The benchmark data is saved upon calling the method BenchmarkTool.save(). This function call is executed at the end of every period by the ResetAndPauseBehaviour (within the reset_pause_abci FSM App skill). Hence, the reset_pause_abci FSM App must be chained appropriately in the composed FSM, marking the end of a period in the business logic of the service.

As a summary, the sequence of events that should occur so that the benchmark information is saved correctly is as follows:

  1. The overall FSM App is composed with the reset_pause_abci FSM App.
  2. Any intermediate behaviour executes local and/or consensus blocks contexts within their async_act() method.
  3. The FSM App reaches the ResetAndPauseRound (reset_pause_abci round and calls the BenchmarkTool.save() method.
  4. Wait for as many periods as you wish before stopping the service.
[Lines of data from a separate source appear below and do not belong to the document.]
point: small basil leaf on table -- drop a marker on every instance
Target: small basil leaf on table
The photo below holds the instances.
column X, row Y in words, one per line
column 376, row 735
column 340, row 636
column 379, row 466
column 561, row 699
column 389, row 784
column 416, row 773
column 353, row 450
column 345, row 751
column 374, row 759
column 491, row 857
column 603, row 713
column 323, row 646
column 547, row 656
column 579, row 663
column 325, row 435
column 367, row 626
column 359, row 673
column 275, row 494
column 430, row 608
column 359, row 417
Note that any measurement not saved at the end of a period will be lost.

The benchmark data will be stored in the folder <service_folder>/abci_build/persistent_data/benchmarks.
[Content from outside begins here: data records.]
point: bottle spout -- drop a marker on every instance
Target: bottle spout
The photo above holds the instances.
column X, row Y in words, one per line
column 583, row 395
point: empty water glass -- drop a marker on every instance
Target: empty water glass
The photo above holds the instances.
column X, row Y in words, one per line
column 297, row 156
Use the command line to aggregate benchmark information

  1. Run the service. Build and run the agent service in dev mode. (The tool also works if you run the agent normal mode.)

  2. Wait for service execution. Wait until the service has completed at least one period before cancelling the execution. That is, wait until the ResetAndPauseRound round has occurred at least once. As commented above, this is required because benchmark data is saved in this state. Once you have a data dump, you can stop the local execution by pressing Ctrl-C.

  3. Aggregate the benchmark data. The benchmark data will be stored in the folder <service_folder>/abci_build/persistent_data/benchmarks. Aggregate the data for all periods executing:

    autonomy analyse benchmarks abci_build/persistent_data/benchmarks
    

    This will generate a benchmarks.html file containing benchmark stats in your current directory. By default the script will generate output for all periods but you can specify which period to generate output for. Similarly, block types aggregation is configurable as well. For example,

    autonomy analyse benchmarks abci_build/persistent_data/benchmarks --period 2 --block-type consensus
    

    will aggregate stats for consensus code blocks in the second period. You can specify the --block-type option as local (to consider only local code blocks), consensus (to consider only consensus code blocks), total (to aggregate local + consensus code blocks) or all (to consider both consensus and local code blocks).